Étudiants: record d’occupation
Du 11 mai à la fin juin. Un mois et demi d’occupation. Record de France, même en cette tumultueuse année 1968. Tout juste inaugurée à la rentrée précédente, la faculté des lettres de Nice devient le bastion emblématique de la contestation sociale sur la Côte d’Azur. «En mai 1968, les Niçois découvrent qu’il y a des étudiants à Nice… Et que la jeunesse peut être turbulente, décrypte Yvan Gastaut, maître de conférences à l’université de Nice-Sophia Antipolis. Avant, tout dépendait de l’université d’Aix-Marseille. Le boom démographique et la démocratisation du système universitaire vont changer cela. » L’université azuréenne a vu le jour en 1965, avec les campus Valrose (sciences), Trotabas (droit) puis Carlone. Ce dernier, où étudient 45 % des 10000 inscrits à l’université, va s’embraser. Le 7 mai, des piquets de grève sont installés à Carlone et Valrose. Le taux d’absentéisme atteint déjà les 70 %. Le 10, une grève éclate dans les restos U. 5000 repas à la poubelle. Le 11, dans un pays abasourdi par la « Nuit des barricades» au Quartier latin, plus de 1 500 étudiants défilent à Nice, appelant les travailleurs à manifester à leur tour. Le 17, les étudiants envisagent le boycott des examens, et la fronde a pris de l’ampleur jusque dans les lycées. Parmi les enjeux : « La mixité, décrypte Yvan Gastaut. Les cités U sont gérées d’une main de fer par le Crous. Les garçons n’ont pas accès aux chambres des filles. Cela reflète bien l’esprit de la société, avec un pouvoir politique corseté. »

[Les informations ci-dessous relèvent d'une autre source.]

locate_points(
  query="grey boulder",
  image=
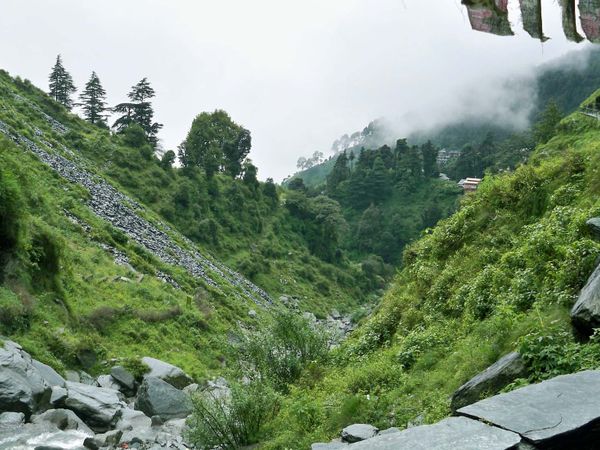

Rixe devant la fac de lettres
La soif de liberté est contagieuse. Elle est exaltée lors des AG en amphis par des leaders tels qu’Alain Raybaud pour les gauchistes et Jean-Pierre Shapira pour les pro-communistes. Au menu : réforme des programmes, fin des cours magistraux, gestion de sections… « Comme aujourd’hui, les étudiants bloqueurs sont largement minoritaires, note Yvan Gastaut. Mais ils ont alors cette capacité à entraîner la majorité. » Car les étudiants « aspirent à l’émancipation d’une double tutelle : Aix et Paris. Un certain nombre d’enseignants les encourage. Des acteurs gauchistes soufflent sur les braises. La fac de lettres devient le lieu de tous les blocages, de tous les rêveurs. À tel point que cela deviendra un repoussoir pour certains. » Contrairement à la répression sanglante qui sévit à Paris, aucun heurt n’éclate entre jeunes et CRS. Facteurs d’explication: « L’action du préfet a pu calmer les choses. Il y a eu l’effet de surprise. Les étudiants n’étaient pas habitués à la contestation. Les doyens ont adopté une attitude attentiste. Et ici, il n’y a pas de pavés… » Le 20 mai en revanche, les étudiants de droite viennent en découdre avec ceux de gauche aux portes de Carlone. Les heurts virent à l’opposition « gauchos contre fachos », avec l’implication de groupes sulfureux tels que Jeune Nation ou Occident. Pendant ce temps, le blocage perdure à Carlone, tiraillé entre plusieurs tendances. « Il y a ceux qui veulent le conflit, ceux qui sont opposés au blocage, et ceux qui veulent juste que les cours continuent. Cette majorité silencieuse va s’exprimer par les urnes. » Les élections des 24 délégués étudiants opposent trois listes: l’UGEN-UNEF (902 voix, 9 délégués), les non-syndiqués (800 voix, 8 sièges) et l’UNEF-comité de grève (630 voix, 7 sièges). Avec 76 % de votants, ces élections ont traduit la «forte mobilisation des étudiants, très politisés. Contrairement à aujourd’hui.»